A Talent for Killing is not brilliant writing, and the two-part story doesn't always flow well, but it's an interesting and entertaining read for fans of 1970s-era hardboiled crime and spy fiction. Get a copy here.
Saturday, April 19, 2025
Firewall
Anyway, as Firewall opens, Nick Stone is on a job in Helsinki, about to kidnap a Russian mafia boss and escort him across the border to St. Petersburg where he'll receive a cool 300k dollars for his trouble. Unfortunately, his crew consists of some rather effed-up characters, and the op soon goes sideways in a most violent and frenetic manner. Things don't turn out as planned, but Stone does get a new job offer, which involves penetrating a high security home in rural Finland surrounded by a 40 foot high fence where some hacker-types have some data on their computers that Stone's new employers desperately want. This will be a fully criminal job for the Russian mob, but Nick is desperate for money because the bills at the high-priced clinic where his catatonic adopted daughter Kelly is being treated are piling up, so lacking any other options, he quickly accepts.

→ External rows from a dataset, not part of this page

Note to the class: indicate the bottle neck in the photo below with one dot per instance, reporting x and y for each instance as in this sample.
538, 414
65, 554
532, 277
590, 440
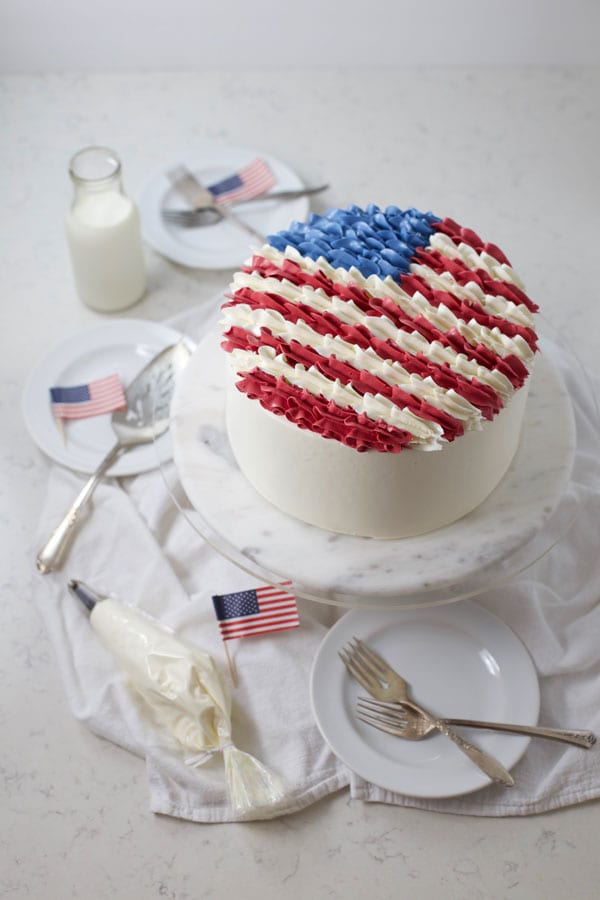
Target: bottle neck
95, 171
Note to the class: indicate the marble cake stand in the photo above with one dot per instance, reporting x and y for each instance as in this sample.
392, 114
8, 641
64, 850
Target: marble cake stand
519, 522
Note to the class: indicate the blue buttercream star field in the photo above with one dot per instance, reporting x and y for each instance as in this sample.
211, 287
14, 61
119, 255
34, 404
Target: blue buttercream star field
375, 241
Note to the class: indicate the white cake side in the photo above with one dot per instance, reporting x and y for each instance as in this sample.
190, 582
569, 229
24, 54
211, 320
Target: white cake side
372, 494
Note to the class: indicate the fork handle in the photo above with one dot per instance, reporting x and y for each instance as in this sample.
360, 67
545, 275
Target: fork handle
491, 767
235, 220
54, 549
585, 739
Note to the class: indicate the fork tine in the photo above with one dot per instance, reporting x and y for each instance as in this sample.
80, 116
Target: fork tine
360, 651
376, 661
364, 678
391, 710
381, 726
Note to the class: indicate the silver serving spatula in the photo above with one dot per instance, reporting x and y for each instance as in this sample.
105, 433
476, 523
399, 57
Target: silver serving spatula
145, 418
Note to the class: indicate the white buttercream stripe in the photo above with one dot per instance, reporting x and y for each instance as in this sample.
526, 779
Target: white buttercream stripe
472, 259
347, 311
493, 304
426, 435
439, 316
391, 372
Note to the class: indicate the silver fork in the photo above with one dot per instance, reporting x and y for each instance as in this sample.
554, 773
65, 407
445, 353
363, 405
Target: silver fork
399, 719
193, 218
384, 683
199, 197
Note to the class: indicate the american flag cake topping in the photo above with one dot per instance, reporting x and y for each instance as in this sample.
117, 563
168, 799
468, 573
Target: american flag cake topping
380, 329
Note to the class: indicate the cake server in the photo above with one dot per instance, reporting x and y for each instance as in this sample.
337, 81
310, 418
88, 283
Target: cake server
199, 197
145, 418
384, 683
202, 216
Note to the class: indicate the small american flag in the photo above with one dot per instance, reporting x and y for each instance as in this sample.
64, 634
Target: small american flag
254, 179
83, 400
256, 611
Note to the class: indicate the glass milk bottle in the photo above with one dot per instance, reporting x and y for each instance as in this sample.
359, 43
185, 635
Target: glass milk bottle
103, 233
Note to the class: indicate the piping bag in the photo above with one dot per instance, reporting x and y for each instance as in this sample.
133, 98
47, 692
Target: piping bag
184, 690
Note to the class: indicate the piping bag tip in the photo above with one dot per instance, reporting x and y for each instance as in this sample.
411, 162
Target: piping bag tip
88, 597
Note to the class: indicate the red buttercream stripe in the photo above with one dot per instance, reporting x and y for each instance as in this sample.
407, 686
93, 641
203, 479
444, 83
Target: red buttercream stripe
463, 275
466, 310
363, 382
460, 235
327, 323
321, 416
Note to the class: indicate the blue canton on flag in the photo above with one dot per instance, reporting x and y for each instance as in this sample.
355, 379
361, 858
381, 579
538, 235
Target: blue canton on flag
82, 400
255, 611
251, 181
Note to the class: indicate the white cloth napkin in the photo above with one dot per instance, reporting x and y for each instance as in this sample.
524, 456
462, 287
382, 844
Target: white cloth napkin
135, 545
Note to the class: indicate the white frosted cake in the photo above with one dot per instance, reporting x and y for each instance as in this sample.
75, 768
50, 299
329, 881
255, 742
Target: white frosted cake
380, 363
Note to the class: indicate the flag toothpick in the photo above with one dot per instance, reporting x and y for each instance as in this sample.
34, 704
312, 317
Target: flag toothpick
261, 610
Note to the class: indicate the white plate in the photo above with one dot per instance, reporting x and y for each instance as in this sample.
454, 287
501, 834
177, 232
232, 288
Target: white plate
219, 246
460, 661
125, 347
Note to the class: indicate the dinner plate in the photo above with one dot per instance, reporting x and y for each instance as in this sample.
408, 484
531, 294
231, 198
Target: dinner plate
460, 661
123, 346
223, 245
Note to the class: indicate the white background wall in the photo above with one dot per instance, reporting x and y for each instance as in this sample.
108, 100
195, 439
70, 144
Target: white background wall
122, 34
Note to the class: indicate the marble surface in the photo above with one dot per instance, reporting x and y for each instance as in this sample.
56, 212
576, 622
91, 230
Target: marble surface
512, 152
486, 546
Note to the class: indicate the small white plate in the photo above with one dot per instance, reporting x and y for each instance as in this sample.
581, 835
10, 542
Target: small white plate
125, 347
459, 661
219, 246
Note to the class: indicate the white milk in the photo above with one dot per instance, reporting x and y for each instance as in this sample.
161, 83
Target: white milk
103, 233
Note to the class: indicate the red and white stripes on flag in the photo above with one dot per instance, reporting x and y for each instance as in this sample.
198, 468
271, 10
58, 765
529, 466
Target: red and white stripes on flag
80, 401
253, 180
255, 611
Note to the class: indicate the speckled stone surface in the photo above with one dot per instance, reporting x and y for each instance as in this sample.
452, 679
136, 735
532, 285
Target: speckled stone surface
511, 151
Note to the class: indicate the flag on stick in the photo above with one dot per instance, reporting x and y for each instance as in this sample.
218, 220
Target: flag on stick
251, 181
83, 400
257, 611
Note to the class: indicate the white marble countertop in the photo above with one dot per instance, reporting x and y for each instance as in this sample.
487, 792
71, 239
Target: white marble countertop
512, 153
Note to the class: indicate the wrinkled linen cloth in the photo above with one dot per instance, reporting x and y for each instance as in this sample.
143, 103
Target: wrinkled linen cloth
135, 545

As the mission is hastily prepared, Nick brings in an associate from Remote Control named Tom to handle the hacker side of things, while Nick will take care of the tough-guy commando stuff. Their handler in Finland is a beautiful and mysterious blonde mafia moll named Liv, who acquires all the equipment Nick requests for the penetration and hacking job. As Nick prepares various special tools and makes his infiltration plan, Tom is busy trying to penetrate the firewall that the Finnish hackers have put around their network at the target home. Unfortunately the mission again goes badly sideways, as Tom is not cut out for the physical side of the op, violent new American players appear on the scene, and Nick has to make a daring escape.
This leads into the novel's second and potentially even more lucrative set-piece mission, which involves the sabotage of another hacker compound way out in the Estonian countryside. Apparently the technology the mafia is after can access the notorious ECHELON global surveillance network run by the NSA, which would give them vast power to expand their criminal empire. Now they want to destroy the whole installation to prevent a rival mafia group from using it against them. But first, Nick has to survive muggings and deal with some nasty Estonian thugs, who are his only contacts for the weapons he needs for the job.This mission was the highlight of the novel for me. McNab, calling on his expertise as a former SAS commando, provides a very detailed and believable account of Stone's preparation of the explosives, his stealth approach to the compound, and his laying of the charges in a precise way so as to maximize damage to the target. Not only was this dramatic reading, but it was like a free course in sabotage by an expert!
As usual with Stone's missions though, this one doesn't go smoothly, and Stone and an associate soon find themselves having to flee cross-country through a snowstorm in brutal winter cold. Here McNab's survival expertise is showcased, as Stone not only has to improvise a compass to hold a direction in the white-out conditions, but keep himself and his partner alive as hypothermia starts to set in. The novel ends with a twist or two that are, as usual, not very happy ones for Nick.
Firewall was another brilliant and exciting adventure in the Nick Stone saga. This installment was particularly action-packed, and the focus on the missions rather than Nick's personal drama with Kelly was a welcome change from other books. I also liked the setting: the decaying, corrupt world of post-Soviet eastern Europe and the bleak northern European winters were familiar from my own travels decades ago, and perfect operational environments for the bleak and cynical Stone.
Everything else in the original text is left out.